A retirement report published by insurance company Aegon at the end of July makes for uneasy, albeit realistic reading.

The report says 30% of under 24s plan to give up work by age 65 while only 13% plan to retire at 70, even though experts say 70 is a more realistic possibility.

The basic state pension age is already due to rise to 66 by 2020, to 67 by 2036 and to 68 by 2046. And these ages could rise even faster, if recent Government discussions are any indicator. 

Even as the Government was first setting these plans there was a hint of regret at not making them more radical, suggesting an eventual state pension age of 70.

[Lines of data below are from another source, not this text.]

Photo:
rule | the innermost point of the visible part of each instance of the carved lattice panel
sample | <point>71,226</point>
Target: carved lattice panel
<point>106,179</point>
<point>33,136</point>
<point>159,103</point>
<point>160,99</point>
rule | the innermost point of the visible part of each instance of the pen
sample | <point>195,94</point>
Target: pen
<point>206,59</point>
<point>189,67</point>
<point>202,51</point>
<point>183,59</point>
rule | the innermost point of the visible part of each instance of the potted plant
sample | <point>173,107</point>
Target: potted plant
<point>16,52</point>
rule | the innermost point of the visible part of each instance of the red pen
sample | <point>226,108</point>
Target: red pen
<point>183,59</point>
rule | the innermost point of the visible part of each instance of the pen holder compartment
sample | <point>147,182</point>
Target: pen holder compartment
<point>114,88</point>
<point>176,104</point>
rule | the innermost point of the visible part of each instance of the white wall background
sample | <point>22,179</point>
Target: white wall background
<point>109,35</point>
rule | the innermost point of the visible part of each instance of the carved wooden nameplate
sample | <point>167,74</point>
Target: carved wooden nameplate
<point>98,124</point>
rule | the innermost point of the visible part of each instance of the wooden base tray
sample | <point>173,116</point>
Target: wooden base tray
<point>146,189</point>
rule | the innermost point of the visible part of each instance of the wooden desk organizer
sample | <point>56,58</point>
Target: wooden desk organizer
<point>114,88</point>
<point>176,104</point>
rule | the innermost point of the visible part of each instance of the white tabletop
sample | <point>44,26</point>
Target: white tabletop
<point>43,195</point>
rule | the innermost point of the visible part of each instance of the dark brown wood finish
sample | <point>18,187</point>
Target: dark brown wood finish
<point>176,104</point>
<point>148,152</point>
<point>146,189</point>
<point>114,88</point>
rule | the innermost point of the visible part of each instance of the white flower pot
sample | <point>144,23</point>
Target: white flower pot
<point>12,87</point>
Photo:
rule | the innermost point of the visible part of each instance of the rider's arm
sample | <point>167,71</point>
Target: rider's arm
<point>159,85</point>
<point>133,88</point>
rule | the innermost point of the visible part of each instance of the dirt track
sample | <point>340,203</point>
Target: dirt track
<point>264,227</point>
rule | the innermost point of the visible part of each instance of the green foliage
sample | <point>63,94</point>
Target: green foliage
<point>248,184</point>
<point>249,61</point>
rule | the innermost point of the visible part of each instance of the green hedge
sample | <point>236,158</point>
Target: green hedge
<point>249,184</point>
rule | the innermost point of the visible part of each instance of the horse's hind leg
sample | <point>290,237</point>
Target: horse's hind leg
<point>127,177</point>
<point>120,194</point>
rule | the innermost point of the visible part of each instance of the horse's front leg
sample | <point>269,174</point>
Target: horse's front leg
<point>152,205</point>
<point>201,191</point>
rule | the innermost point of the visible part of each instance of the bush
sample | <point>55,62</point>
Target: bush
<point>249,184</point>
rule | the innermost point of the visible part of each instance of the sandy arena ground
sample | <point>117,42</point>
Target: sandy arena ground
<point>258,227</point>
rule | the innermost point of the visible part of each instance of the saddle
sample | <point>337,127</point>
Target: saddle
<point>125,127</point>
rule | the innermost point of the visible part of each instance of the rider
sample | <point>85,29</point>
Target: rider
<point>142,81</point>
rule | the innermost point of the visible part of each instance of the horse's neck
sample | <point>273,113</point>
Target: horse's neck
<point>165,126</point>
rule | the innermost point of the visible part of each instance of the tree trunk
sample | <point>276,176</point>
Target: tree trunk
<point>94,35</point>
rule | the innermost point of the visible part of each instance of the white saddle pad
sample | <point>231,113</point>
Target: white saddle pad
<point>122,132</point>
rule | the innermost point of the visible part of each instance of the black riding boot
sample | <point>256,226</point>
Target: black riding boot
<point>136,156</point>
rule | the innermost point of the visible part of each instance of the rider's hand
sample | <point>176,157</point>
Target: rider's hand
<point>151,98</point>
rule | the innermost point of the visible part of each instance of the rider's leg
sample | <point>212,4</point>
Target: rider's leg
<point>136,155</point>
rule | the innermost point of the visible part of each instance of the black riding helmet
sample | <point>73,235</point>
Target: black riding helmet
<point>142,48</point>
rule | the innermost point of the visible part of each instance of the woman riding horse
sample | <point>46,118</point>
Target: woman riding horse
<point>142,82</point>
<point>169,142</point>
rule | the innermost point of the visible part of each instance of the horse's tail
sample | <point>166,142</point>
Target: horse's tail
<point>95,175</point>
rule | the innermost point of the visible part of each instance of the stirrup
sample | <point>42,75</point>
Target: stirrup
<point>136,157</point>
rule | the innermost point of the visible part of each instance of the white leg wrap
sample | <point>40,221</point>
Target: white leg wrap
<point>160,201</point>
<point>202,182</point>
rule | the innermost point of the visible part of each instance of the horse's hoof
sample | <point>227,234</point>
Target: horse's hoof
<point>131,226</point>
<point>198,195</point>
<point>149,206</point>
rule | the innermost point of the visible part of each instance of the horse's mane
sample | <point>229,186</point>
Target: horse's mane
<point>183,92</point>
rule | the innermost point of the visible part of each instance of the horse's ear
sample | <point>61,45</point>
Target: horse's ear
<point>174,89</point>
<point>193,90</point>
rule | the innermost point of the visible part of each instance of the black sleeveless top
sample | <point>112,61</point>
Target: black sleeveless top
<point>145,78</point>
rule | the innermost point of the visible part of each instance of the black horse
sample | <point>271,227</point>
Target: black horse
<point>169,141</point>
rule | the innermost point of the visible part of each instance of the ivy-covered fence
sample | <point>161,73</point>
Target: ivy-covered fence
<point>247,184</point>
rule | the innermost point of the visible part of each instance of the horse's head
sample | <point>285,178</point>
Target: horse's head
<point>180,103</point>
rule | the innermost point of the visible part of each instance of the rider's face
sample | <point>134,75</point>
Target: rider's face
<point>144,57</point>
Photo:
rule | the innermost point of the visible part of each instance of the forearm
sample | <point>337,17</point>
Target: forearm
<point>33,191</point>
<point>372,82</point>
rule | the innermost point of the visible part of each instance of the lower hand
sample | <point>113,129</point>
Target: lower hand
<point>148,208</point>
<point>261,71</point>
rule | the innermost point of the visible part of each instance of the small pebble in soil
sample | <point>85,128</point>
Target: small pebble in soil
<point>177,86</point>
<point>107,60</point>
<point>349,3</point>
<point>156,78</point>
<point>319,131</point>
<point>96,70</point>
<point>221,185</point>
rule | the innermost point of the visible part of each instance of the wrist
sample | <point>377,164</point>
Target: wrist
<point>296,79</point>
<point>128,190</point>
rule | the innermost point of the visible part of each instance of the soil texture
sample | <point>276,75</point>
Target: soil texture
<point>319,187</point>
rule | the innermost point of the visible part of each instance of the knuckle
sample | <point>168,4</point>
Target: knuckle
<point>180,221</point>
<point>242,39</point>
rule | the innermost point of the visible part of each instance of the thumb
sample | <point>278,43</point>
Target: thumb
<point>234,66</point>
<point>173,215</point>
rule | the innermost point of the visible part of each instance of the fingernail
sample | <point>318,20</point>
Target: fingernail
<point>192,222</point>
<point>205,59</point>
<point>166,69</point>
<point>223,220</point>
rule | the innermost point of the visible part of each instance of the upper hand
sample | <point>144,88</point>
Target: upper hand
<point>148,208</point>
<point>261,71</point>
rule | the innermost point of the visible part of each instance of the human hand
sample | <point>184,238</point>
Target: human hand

While I don’t want to enter a debate about older people fit for work (of course they are – we have evidence of many retirement village residents in employment) there is a concern that the younger generation may come to resent their older working counterparts.

Committed to the workplace to help fund retirement, the older generation could inevitably become work blockers, preventing their children, grandchildren and future generations from taking specific roles or career moves. Nobody, whatever age group, wants to see this happen I’m sure.

There is speculation that this issue could resolve itself naturally with the rapid rising life expectancy potentially likely to plateau as the healthy war years generations make way for a population who lead less healthy lifestyles. This prediction is based purely on conjecture at this stage so we can’t start building policies around it.

In the meantime, we have a social conundrum to contend with. And the answer seems to be to keep increasing the state pension age. Possibly forewarning and educating the younger generations of potentially what lies ahead might be advisable too, hence the value of such reports as Aegon’s

Is there an ideal retirement age? Our retirement village residents share a wide range of retirement dates, so is there really a ‘best’ age to stop work? And is there anything else the Government can do to address this situation, over and above what’s already proposed?